Artist Francis Campbell Boileau Cadell

Enjoying the Good Life. Artist Francis Campbell Boileau Cadell
Francis Campbell Boileau Cadell (pronounced “Kaddle”) was the youngest of a group of artists known as the “Scottish Colourists”. He was flamboyant, charismatic, and famous not only for his paintings but also for his eccentric lifestyle.
Cadell was born in Edinburgh in April 1883. His father was a surgeon, Francis Cadell, and his mother was a Frenchwoman, Marie Boileau. They were wealthy, upper middle class.

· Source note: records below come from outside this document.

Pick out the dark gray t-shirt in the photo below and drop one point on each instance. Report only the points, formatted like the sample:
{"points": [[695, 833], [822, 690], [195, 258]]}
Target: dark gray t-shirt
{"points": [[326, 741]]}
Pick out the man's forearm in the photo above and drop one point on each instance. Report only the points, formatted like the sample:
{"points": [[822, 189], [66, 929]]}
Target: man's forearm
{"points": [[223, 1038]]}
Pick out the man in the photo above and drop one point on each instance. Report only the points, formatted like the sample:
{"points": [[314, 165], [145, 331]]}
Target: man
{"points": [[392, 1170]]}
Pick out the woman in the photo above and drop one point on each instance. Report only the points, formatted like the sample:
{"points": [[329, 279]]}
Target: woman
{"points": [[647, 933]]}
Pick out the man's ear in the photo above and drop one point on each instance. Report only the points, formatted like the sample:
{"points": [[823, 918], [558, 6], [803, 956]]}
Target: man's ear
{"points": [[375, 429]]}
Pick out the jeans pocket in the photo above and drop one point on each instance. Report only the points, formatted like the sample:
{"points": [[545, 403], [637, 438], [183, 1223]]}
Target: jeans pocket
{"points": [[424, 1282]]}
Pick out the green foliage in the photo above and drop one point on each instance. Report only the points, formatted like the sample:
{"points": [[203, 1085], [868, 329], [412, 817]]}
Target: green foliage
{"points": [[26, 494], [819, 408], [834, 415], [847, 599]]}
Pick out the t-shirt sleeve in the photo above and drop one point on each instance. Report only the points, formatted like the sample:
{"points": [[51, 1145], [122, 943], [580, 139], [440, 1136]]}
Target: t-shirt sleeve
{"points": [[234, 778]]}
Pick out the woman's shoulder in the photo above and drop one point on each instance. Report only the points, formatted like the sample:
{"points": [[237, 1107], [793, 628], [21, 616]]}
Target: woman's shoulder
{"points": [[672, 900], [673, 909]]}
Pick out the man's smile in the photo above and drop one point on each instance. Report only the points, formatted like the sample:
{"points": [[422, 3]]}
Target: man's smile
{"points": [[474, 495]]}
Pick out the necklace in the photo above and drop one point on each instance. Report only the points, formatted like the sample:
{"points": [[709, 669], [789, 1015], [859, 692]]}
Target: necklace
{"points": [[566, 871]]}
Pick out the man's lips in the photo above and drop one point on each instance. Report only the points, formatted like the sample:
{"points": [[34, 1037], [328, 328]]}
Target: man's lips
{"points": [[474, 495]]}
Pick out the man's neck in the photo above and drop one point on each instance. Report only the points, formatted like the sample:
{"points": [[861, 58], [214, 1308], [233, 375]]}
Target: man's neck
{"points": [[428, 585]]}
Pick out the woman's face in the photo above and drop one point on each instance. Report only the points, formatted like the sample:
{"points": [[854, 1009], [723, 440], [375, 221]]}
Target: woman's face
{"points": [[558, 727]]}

The city of his birth, Edinburgh, was booming in the late 19th century, with bankers, doctors, lawyers, and publishers becoming rich and prosperous. The market for art, design, and decorative goods was also booming.
Cadell spent his childhood at 22 Ainslie Place, “where respectability was achieved to such a high perfection that it seemed magnificent.” Cadell studied art at the Edinburgh Academy. Then, on the recommendation of his father’s friend, the artist Arthur Melville, he went to Paris in 1899 to enroll at the Académie Julian.

The style of the artist’s early works, light, airy, shimmering, can be explained by his acquaintance with the work of the Impressionists, and the splashes of color in some of them refer to the Fauvists. However, perhaps the greatest influence on him during this period was Whistler, whose exhibition Cadell visited in 1905.
The palette of these early works is often limited to shades of lilac and white, cream and gray tones.

Cadell returned to Edinburgh in 1902, and soon his first exhibitions took place at the Royal Scottish Academy and the Society of Scottish Artists.
In 1906, Cadell moved to Munich, the artistic capital of Germany. He entered the famous Academy of Artistic Creation. It is believed that at that time the artist became acquainted with the works of Lieberman and Corinth.

He returned to his homeland in 1908. And what about Edinburgh? Cadell liked everything in Edinburgh new theaters, department stores with electric lighting, elevators, an abundance of glass and mirrors, where “customers perceived any purchase as an event”, tea rooms, architecture, interiors of houses, style and sophistication of local residents.
He himself was a part of this world by birthright, by his aspirations.

In 1909, Cadell finished the decoration of his first studio on George Street. He decorated the room in white, lilac and gray tones. But the floorboards were black, glossy, reflecting light, shading the surrounding objects.
A studio as a symbol of wealth, sophistication of the owner. A studio is a calling card. This is an important moment in the work of the artist, who painted portraits of social beauties, interiors of rich houses, who sold paintings to representatives of the upper middle class.

And the time itself encouraged him to be “simultaneously a designer, architect, craftsman and artisan.”
Cadell knew how to benefit from family connections. He was patronized by the shipowner Ion Harrison, the influential art dealer Alexander Reid.

In 1910, a family friend, Sir Patrick Ford, paid for Cadell’s trip to Venice. The artist traveled with his friend Ivar Campbell, grandson of the Duke of Argyll. Cadell had previously visited the Argyll family castle in Inverary several times.
In Venice, Cadell’s handling of paints became freer and more expressive, he began to experiment with increasingly bright colors. The artist’s imagination was also captured by the reflection of buildings in the water of the canals. Interest in reflections became one of the defining features of his work. Campbell was killed in the First World War. Cadell volunteered for the army, not least in memory of his friend. Remarkably, he applied twice. The first time he was refused on medical grounds. Cadell gave up smoking and worked for a time on a farm in Kirkconnell to recuperate. He was wounded twice during the war and was awarded several medals.

With the economic downturn of the late 1920s, the art market also declined. Cadell, who had lived in luxury, suffered greatly financially.
He was forced to sell part of the house on Ainslie Place, and then moved to cheaper housing altogether. In the early 1930s, the situation worsened further, sales of works declined. Cadell held sales of his works at half price.

Biographers note that the last years of his life were overshadowed by poor health, as well as accidents. Once he fell down the steps of a tram, another time he was robbed on the street on his way home.
The artist died in 1937 at the age of only fifty-four.